C. Wright Mills, en su obra titulada Las causas de la tercera guerra mundial (1960), razonaba que ésta no se produciría por mera casualidad ni por voluntad de los hados, tampoco por predeterminación divina o por designios providenciales, sino por las acciones irresponsables de los dirigentes de la sociedad; es decir, por la estupidez de las “elites del poder mundial”. Treinta y cuatro años más tarde, Boutros Ghali, en un interesante reportaje realizado por Germán Sopeña (La Nación, 17 de marzo de 1994), se lamentaba de que los mismos dirigentes que durante el período de la Guerra Fría habían gastado millones de dólares por día en equipamiento militar, hoy no aceptaban gastar tan solo un millón de dólares por año para la construcción y el mantenimiento de la paz en el mundo. Este importante político y diplomático egipcio, secretario general de la ONU entre 1992 y 1995, consideraba que los dos grandes problemas que hacían peligrar la paz mundial, y que Naciones Unidas tendría que enfrentar en el futuro, eran los fundamentalismos y el nacionalismo extremo.

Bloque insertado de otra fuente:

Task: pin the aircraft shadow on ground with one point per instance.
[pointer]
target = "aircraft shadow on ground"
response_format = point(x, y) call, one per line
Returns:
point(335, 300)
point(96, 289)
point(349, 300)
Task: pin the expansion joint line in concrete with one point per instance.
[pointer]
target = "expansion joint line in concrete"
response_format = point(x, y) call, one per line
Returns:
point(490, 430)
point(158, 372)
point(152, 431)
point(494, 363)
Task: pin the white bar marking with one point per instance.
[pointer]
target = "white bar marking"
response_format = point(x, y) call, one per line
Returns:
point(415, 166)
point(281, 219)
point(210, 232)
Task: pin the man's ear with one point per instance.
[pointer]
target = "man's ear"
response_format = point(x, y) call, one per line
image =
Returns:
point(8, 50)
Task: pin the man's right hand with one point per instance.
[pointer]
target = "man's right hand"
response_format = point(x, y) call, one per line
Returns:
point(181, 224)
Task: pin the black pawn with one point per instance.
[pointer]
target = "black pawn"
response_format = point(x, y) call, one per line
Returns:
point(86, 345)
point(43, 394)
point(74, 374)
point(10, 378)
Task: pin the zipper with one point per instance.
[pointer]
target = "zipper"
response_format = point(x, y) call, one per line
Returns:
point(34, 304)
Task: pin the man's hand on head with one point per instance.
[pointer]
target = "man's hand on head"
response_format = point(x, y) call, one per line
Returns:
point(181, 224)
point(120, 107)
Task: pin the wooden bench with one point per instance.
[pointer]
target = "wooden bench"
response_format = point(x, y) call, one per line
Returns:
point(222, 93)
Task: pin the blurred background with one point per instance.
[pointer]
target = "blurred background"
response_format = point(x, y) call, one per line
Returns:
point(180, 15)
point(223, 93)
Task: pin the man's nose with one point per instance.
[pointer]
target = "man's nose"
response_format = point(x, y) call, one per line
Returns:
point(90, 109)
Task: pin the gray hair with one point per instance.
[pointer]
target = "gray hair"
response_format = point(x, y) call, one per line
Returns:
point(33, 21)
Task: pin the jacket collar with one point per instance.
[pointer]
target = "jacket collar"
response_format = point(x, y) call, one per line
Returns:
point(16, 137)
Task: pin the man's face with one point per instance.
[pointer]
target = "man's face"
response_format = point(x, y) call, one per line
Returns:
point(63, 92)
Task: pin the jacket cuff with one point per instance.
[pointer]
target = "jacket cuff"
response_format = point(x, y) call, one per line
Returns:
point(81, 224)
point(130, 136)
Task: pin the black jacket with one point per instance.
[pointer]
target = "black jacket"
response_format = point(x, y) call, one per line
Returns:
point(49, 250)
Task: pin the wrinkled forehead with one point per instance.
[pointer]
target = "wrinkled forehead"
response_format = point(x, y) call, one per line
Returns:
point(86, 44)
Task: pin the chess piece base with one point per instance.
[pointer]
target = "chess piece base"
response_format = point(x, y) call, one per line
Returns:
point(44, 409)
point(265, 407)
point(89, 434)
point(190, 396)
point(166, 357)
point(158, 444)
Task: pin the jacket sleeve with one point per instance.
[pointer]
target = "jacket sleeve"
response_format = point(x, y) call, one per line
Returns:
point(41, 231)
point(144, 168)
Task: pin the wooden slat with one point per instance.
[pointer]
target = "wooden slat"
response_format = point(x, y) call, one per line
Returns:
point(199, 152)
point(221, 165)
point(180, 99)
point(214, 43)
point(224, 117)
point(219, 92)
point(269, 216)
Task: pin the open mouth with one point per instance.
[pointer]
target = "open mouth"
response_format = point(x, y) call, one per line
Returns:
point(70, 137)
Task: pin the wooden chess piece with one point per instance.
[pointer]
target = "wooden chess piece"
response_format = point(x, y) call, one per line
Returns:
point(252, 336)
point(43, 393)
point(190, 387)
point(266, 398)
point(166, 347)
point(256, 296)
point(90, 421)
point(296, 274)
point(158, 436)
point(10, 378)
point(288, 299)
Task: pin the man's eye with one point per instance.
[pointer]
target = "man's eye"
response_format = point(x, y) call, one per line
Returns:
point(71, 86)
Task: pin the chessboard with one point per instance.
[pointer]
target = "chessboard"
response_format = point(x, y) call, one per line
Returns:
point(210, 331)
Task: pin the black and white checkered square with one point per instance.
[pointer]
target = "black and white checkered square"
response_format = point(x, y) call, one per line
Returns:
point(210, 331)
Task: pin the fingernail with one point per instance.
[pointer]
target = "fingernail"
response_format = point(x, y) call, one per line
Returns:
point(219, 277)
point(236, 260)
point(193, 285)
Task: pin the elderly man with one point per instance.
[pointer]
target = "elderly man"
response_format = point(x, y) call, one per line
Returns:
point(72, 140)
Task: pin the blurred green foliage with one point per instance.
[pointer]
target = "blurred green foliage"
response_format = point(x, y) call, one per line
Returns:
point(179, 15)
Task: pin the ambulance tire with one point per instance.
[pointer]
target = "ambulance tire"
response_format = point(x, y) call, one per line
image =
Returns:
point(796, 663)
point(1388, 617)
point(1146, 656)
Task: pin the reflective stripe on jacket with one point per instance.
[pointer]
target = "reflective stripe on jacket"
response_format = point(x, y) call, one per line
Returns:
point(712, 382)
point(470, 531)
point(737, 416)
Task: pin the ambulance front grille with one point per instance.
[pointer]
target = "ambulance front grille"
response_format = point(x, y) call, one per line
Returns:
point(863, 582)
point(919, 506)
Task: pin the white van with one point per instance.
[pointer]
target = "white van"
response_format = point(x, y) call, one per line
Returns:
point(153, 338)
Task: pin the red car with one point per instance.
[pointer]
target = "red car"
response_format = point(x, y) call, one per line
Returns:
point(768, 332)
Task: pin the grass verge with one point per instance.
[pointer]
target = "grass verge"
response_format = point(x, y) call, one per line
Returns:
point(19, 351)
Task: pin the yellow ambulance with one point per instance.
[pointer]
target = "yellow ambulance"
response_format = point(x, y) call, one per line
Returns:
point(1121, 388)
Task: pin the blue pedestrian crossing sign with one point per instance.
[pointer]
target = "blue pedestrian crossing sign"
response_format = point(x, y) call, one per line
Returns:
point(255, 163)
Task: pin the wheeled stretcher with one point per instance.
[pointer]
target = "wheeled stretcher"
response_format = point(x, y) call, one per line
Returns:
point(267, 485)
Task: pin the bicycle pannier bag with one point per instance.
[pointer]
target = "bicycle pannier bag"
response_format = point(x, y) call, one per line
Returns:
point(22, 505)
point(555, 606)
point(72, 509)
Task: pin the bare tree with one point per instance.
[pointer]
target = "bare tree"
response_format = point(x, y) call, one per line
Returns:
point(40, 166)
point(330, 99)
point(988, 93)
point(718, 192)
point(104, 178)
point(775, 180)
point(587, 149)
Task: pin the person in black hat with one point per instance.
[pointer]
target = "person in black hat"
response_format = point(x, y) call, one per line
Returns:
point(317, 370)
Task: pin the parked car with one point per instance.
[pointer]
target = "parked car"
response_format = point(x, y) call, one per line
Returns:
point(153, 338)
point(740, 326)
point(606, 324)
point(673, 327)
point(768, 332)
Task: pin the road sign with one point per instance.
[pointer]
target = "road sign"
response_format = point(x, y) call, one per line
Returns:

Si bien es verdad que con la finalización de la Guerra Fría habían disminuido considerablemente los gastos militares, los ataques terroristas del 11 de septiembre de 2001 en territorio norteamericano y la guerra antiterrorista iniciada unilateralmente por el entonces presidente de los Estados Unidos, George W. Bush, catapultaron el gasto militar global a cifras muy superiores a las del final de la Guerra Fría. Según datos del Instituto Internacional de Investigación para la Paz de Estocolmo, casi el 50% del total de estos gastos militares son efectuados por los Estados Unidos; China se ha convertido en el segundo país con mayor presupuesto militar, con un incremento de 194% entre 1999 y 2008. Según el mismo instituto, el gasto militar de América del Sur en 2008 fue superior a los 34 millones de dólares, con un incremento del 50% en los últimos diez años. Sin embargo, advierte que “los presupuestos oficiales de algunos países no son suficientemente confiables, con lo que resulta muy difícil conocer con exactitud las cifras reales gastadas en este rubro. Es muy probable que el gasto militar global sea aún superior al declarado oficialmente”.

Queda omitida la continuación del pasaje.